Price hike for license renewal worries foreign investors, CEO Jazz
The chief executive of Jazz Aamir Ibrahim has said that the increase in the prices for a long-term mobile operating license renewal will worry foreign investors who are seeking stability in their business operations. The CEO made his remarks amid an ongoing case in the court regarding the renewal of telecom licenses.
The two leading telecom operators including Jazz and Telenor are challenging the license renewal process in the court, due to the double price rates set by the government at $450 million from an expected $291 million.
The conflict in the renewal rates arises as the Pakistani government is facing an immense pressure to boost tax revenues as Pakistan had signed a preliminary loan agreement with the International Monetary Fund (IMF) that requires it to cut billions of dollars from its inflated budget deficit. Telecom sector in Pakistan has grown rapidly over the past decade but due to high competition in the market mobile operators fear a tougher period ahead, as the economy is degrading with a rise in inflation.

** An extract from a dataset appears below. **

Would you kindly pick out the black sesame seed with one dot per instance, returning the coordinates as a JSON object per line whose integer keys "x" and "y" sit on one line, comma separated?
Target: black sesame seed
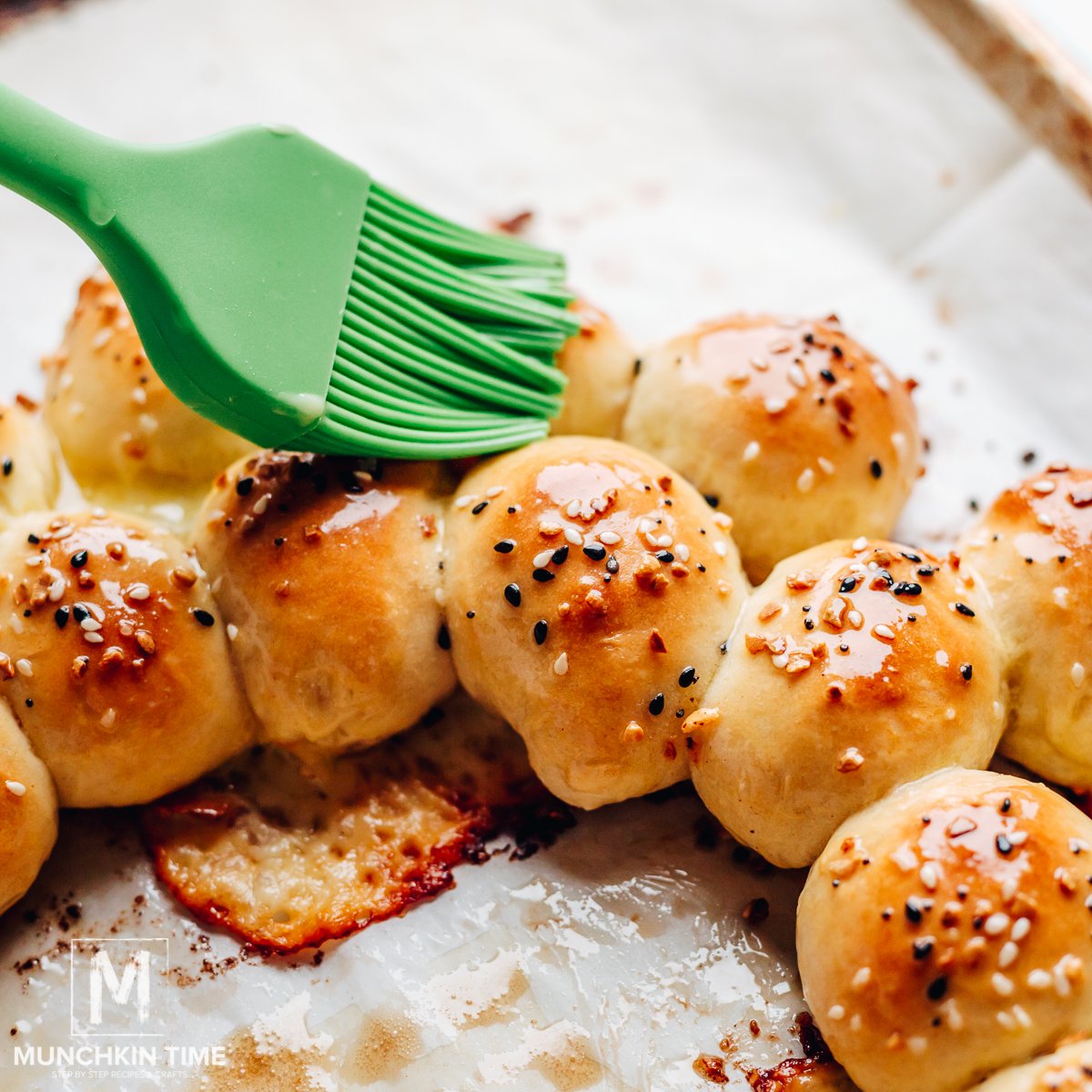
{"x": 923, "y": 947}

Jazz says that the hike in the prices goes against the agreement signed previously in 2004, and the telecom operators are frustrated that the government had two years to decide the price of the license renewal but raised the price only three weeks prior to the May 25 deadline.
Ibrahim told Reuters at Jazz’s swish headquarters in Islamabad, “Ultimately the investor needs profitability, stability, and continuity in a country that’s different from their own. So for a foreign investor having these surprises three weeks prior to the renewal of a license is a big shock”.
The government has also asked the telecom operators to pay the fee amount in US dollars, whose value has increased significantly in the past few months. The 2004 auction for a 15-year license cost $291 million, which is equivalent to 17 billion rupees at the 2004 exchange rate. But as the rupee value is degrading against the dollar, Jazz now has to pay 67 billion rupees for $450 million.